After just one year, retention initiatives implemented at the Judd Leighton School of Business and Economics are making a significant difference. The Leighton School first-to-second year retention in fall 2015 was 69.3%, the highest on campus. It increased from 63.9% in fall 2014.
With a goal to increase freshmen retention, IU South Bend Judd Leighton School of Business and Economics administrators and faculty implemented several new strategies aimed at helping first-year students succeed. Associate Dean of Undergraduate Programs and Professor of Accounting Beth Kern explained, “We wanted to put a structure in place for our freshmen that would help them be successful in their first year of college and transition to a more demanding collegiate academic environment.”

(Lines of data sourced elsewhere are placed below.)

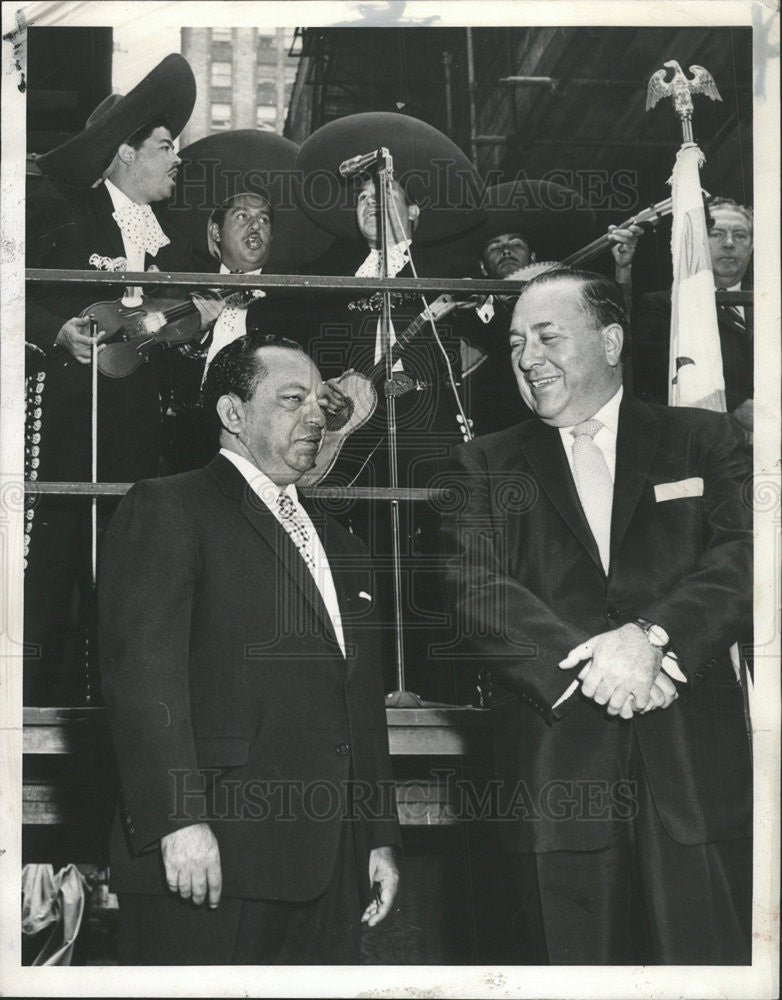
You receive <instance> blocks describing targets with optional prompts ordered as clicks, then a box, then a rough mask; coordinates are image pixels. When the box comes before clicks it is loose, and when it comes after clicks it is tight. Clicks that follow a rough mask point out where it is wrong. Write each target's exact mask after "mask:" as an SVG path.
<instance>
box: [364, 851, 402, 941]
mask: <svg viewBox="0 0 782 1000" xmlns="http://www.w3.org/2000/svg"><path fill="white" fill-rule="evenodd" d="M369 884H370V885H371V886H372V888H373V891H374V897H373V899H372V902H371V903H370V904H369V906H367V908H366V910H364V915H363V916H362V918H361V923H362V924H367V925H368V926H369V927H374V926H375V925H376V924H379V923H380V921H381V920H384V919H385V918H386V917H387V916H388V913H389V911H390V910H391V906H392V905H393V902H394V897H395V896H396V890H397V888H398V886H399V869H398V868H397V866H396V861H395V860H394V848H393V847H375V848H373V849H372V851H371V853H370V855H369Z"/></svg>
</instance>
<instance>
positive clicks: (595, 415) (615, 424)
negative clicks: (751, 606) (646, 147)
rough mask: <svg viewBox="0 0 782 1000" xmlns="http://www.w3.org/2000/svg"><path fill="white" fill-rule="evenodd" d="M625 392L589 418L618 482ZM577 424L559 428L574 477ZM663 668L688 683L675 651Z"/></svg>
mask: <svg viewBox="0 0 782 1000" xmlns="http://www.w3.org/2000/svg"><path fill="white" fill-rule="evenodd" d="M623 393H624V389H623V388H622V386H621V385H620V386H619V388H618V389H617V391H616V392H615V393H614V395H613V396H612V397H611V398H610V399H609V400H608V402H607V403H606V404H605V405H604V406H602V407H601V408H600V409H599V410H598V411H597V413H595V414H594V415H593V416H592V417H590V418H589V419H591V420H599V421H600V423H601V424H602V425H603V426H602V427H601V428H600V430H599V431H598V432H597V434H595V436H594V438H593V439H592V440H593V441H594V443H595V444H596V445H597V447H598V448H599V449H600V451H601V452H602V453H603V457H604V458H605V460H606V465H607V466H608V472H609V475H610V476H611V482H612V483H613V482H616V438H617V432H618V430H619V404H620V403H621V402H622V395H623ZM575 426H576V424H573V425H572V426H571V427H558V428H557V430H558V431H559V433H560V437H561V438H562V445H563V447H564V449H565V455H566V456H567V460H568V464H569V465H570V472H571V474H573V478H574V479H575V474H574V470H573V444H574V440H575V439H574V437H573V433H572V431H573V427H575ZM567 652H569V651H568V650H565V651H564V653H567ZM564 653H563V655H564ZM662 668H663V670H664V671H665V672H666V673H667V674H668V675H669V676H670V677H672V678H673V679H674V680H676V681H680V682H681V683H683V684H685V683H687V678H686V677H685V675H684V674H683V673H682V670H681V668H680V667H679V664H678V663H677V662H676V655H675V654H674V653H666V654H665V656H663V660H662ZM579 683H580V682H579V681H578V680H574V681H573V683H572V684H571V685H570V686H569V687H568V688H567V690H566V691H565V693H564V694H563V695H562V697H561V698H559V699H558V700H557V701H556V702H555V703H554V705H553V707H554V708H556V707H557V706H558V705H560V704H562V702H563V701H565V700H566V699H567V698H569V697H570V695H572V694H573V693H574V692H575V691H576V690H577V688H578V685H579Z"/></svg>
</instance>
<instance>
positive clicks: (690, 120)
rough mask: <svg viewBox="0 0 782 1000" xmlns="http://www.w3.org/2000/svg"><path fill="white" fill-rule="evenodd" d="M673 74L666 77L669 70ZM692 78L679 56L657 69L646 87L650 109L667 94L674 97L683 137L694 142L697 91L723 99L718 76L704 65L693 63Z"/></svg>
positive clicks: (664, 96)
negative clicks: (715, 80)
mask: <svg viewBox="0 0 782 1000" xmlns="http://www.w3.org/2000/svg"><path fill="white" fill-rule="evenodd" d="M669 69H672V70H673V76H672V78H671V79H670V80H669V81H666V79H665V78H666V76H667V75H668V70H669ZM690 73H691V74H692V79H691V80H688V79H687V77H686V76H685V74H684V71H683V70H682V68H681V66H680V65H679V64H678V63H677V62H676V60H675V59H669V60H668V62H666V63H663V68H662V69H658V70H657V72H656V73H653V74H652V76H651V78H650V80H649V86H648V87H647V90H646V110H647V111H648V110H649V109H650V108H653V107H654V106H655V104H657V102H658V101H660V100H662V98H663V97H672V98H673V107H674V111H675V112H676V114H677V115H678V116H679V118H680V119H681V123H682V141H683V142H692V141H693V137H692V112H693V103H692V95H693V94H705V95H706V96H707V97H710V98H711V100H712V101H721V100H722V98H721V97H720V94H719V91H718V90H717V84H716V83H715V82H714V77H713V76H712V75H711V73H709V71H708V70H706V69H704V68H703V66H690Z"/></svg>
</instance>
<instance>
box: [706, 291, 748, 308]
mask: <svg viewBox="0 0 782 1000" xmlns="http://www.w3.org/2000/svg"><path fill="white" fill-rule="evenodd" d="M714 298H715V299H716V300H717V305H718V306H722V305H726V306H752V305H754V303H755V293H754V292H752V291H740V292H728V291H722V290H721V289H719V288H718V289H717V291H716V292H715V293H714Z"/></svg>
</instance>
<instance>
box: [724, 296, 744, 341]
mask: <svg viewBox="0 0 782 1000" xmlns="http://www.w3.org/2000/svg"><path fill="white" fill-rule="evenodd" d="M719 311H720V313H721V314H722V316H723V317H724V319H725V322H726V323H727V324H728V326H730V327H732V328H733V329H734V330H735V331H736V332H737V333H739V334H744V333H746V332H747V324H746V322H745V321H744V316H743V315H742V312H741V310H740V309H739V307H738V306H734V305H732V304H729V303H727V302H721V303H720V305H719Z"/></svg>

To build rapport between faculty and first-year students, freshmen cohorts were formed. Cohorts share three introductory business classes that are linked together and provide an open block of time where students can seek extra help and build connections with professors, peer mentors, and fellow students. The classes are taught by faculty who have a special interest in engaging first-year students. In addition, each cohort also assigned a peer mentor, who is there to help them assimilate to the academic demands of college.
The earlier faculty and staff can identify problems, the better the chance that students will be successful. “We see the same students and get to know them,” explained Dr. Kern. “In turn, we can engage with them and help them deal quickly with any issues that may arise.
In addition to strong faculty engagement, cohorts also have a block of open time each week scheduled with their peer mentor. They provide tutoring and advice, as well as create opportunities for student engagement outside the classroom.
Stephen Salisbury, a Leighton School peer mentor and sociology and economics major, designed a service project at the Center for Homeless with his cohort. The students set up a convenience store in the Center, so residents could purchase sundries and food items at the shelter for a reasonable price. “Before we helped the Center set up a convenience store, residents had to go outside the Center and purchase these items and often at a much higher cost,” said Salisbury.
Drawing on his many years of experience in the restaurant industry, Salisbury was able to mentor the students as they developed a small business from the ground up. “After we determined the best way to implement the project,” said Salisbury, “students researched vendors, pricing, and quantities. It was a very practical application of what they were learning in class.”
As the president of the Economic Forum, Salisbury also encouraged his cohort to attend a field trip to the Chicago Board of Trade. “They loved the trip,” he commented. “Many of them had never been to Chicago, so it was definitely an eye-opening experience.”
Research shows that the more actively engaged students are with college faculty and staff, other students and the subject matter they study, the more likely they are to learn and persist toward achieving their academic goals. “Creating a structure and providing experiences that helps our first-year students succeed is the key to retention,” said Dr. Kern. “If they are successful their first year, they are much more likely to return and ultimately achieve their academic goals.”